Food For Mzansi spoke to Free State Agriculture (FSA) president Francois Wilken following a recent congress by the organisation, where farmer challenges were squarely in the spotlight but also the urgent need to get all hands on deck in protecting farmers’ livelihoods and food security in the country.
Tiisetso Manoko: What were the critical outcomes of the recent FSA congress and what was your overall impression?
Francois Wilken: We had a very positive congress and very good participation from the congress attendees. The main message is that everyone buys into the principle of taking responsiblity for your farm and that the solution is to start doing things for yourself. We can no longer rely on government structures.
What are the police doing wrong in the fight against crime?
It is clear, when looking at the increasing crime figures in the country and in the Free State, that the police are losing the fight against crime. This means that current strategies, including the National Crime Prevention Strategy and National Rural Safety Strategy, are not being applied properly. There are major capacity problems and lack of expertise within SAPS.
The is a breach of trust between communities and the police in terms of service delivery.
This means that a new strategy or modified action steps, that must be clearly measurable, must be developed and established by the police as a key player in order to effectively address the combating and investigations of all crimes, especially in relation to livestock theft. It was one of the core aspects that came out of the national safety summit in June.
We are also working on a strategy as Free State Agriculture to combat crime on farms and in communities.
FSA has been at loggerheads with provincial officials over infrastructure. Do you think there is investment and appetite for addressing infrastructure problems in the province?
We are currently working on submitting lists of crucial roads servicing farming communities in desperate need of repair through Agri SA to the national department of agriculture, who has a programme to address this through rural development.
The R30 road is a busy and important road linking the Goldfields to Bothaville and Klerksdorp.
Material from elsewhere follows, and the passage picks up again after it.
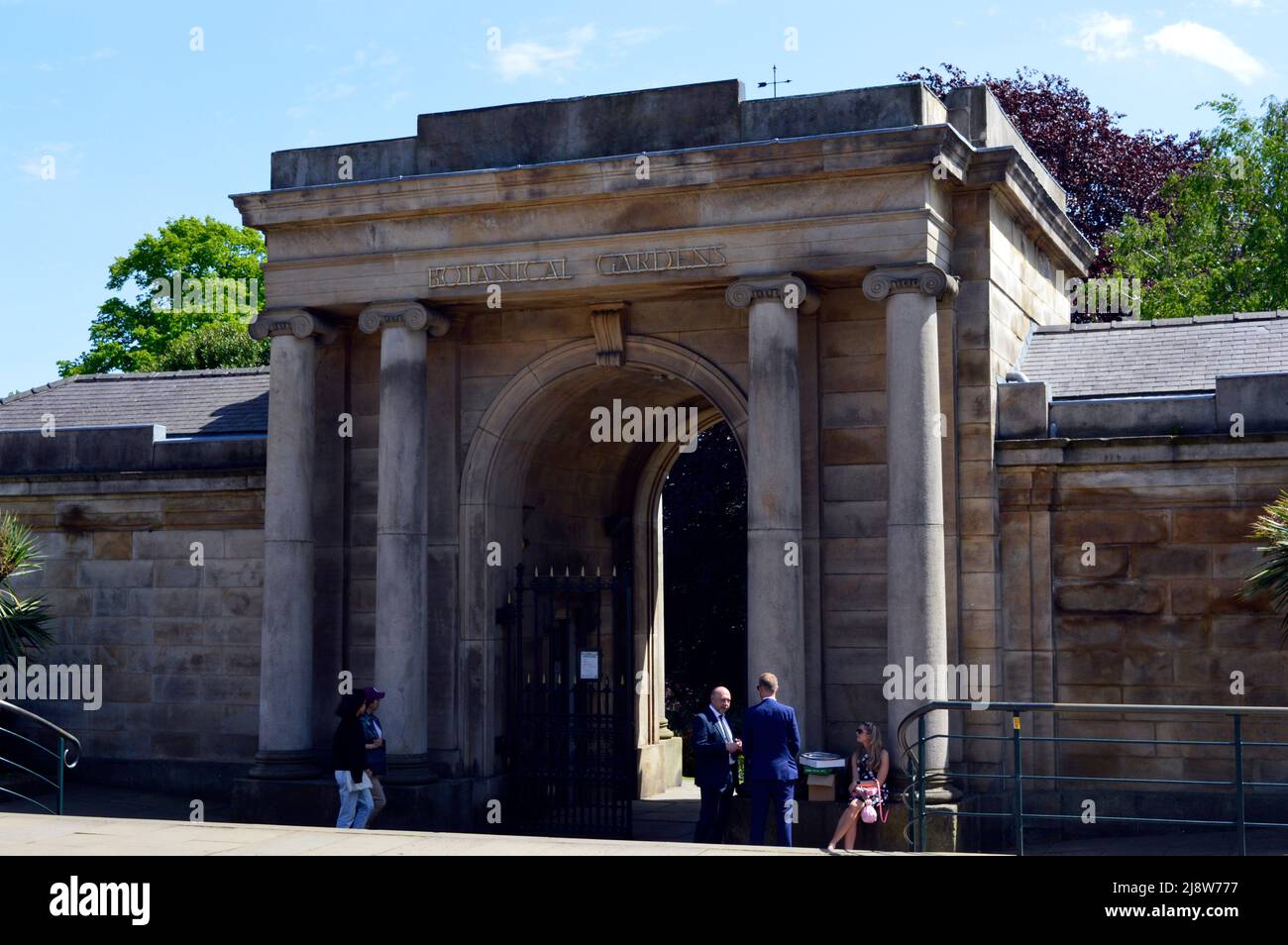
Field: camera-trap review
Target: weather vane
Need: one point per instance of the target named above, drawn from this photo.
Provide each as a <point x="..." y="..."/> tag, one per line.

To date, this road remains technically closed, but the road is in actual fact in full use. The 300m gravel strecth that was built up when the road became flooded is now becoming very rough to drive on and [producing] excessive dust.
Operation pothole repair, which was launched with much fanfare, could asssit the department of public works to close potholes as promised by the end of the year, but to our dismay, crucial life-threatening road problems such as the Ficksburg-Bethlehem roads that we continously report to the department have not been addressed to date.
Load shedding is hitting hard. Is FSA driving members towards alternative energy?
Free State Agriculture has had discusssions with three wind energy companies since the beginning of the year. FSA has had over 20 enviromental impact assessment applications, for the construction of solar and battery storage farms, come over our desk, which we have referred to our local affected farmers’ associations. So, alternative energy on an industrial scale is well on the go in the Free State.
Many farmers have gone off grid and Free State Agriculture has promoted our banking sponsor packages to fund these conversions at a zero % impact on our member cash flow.
Eskom proposes price increases, putting forward the case that Eskom power has become unaffordable and is forcing more and more agricultural clients to seek other source of energy.
In the long term, [it will] push up the cost of production, and eventually food prices, which will affect every citizen in the country.
Alternative energy was not one of the main themes at our congress, but [rather] the issue of local communities taking control over their local municipal dysfunctionality to improve service delivery and getting more involved in the functioning of the rural towns serving the agricultural sector.
What is your core message to farmers in the Free State?
We need to take up responsibility and not become part of the failed state. Communities must take responsibiliuty and find solutions for the challenges out there, whilst holding the government accountable for their mandate as detertmined by the Constitution.
Participation and involvement in organised structures that are already addressing the challenges is extremely essential.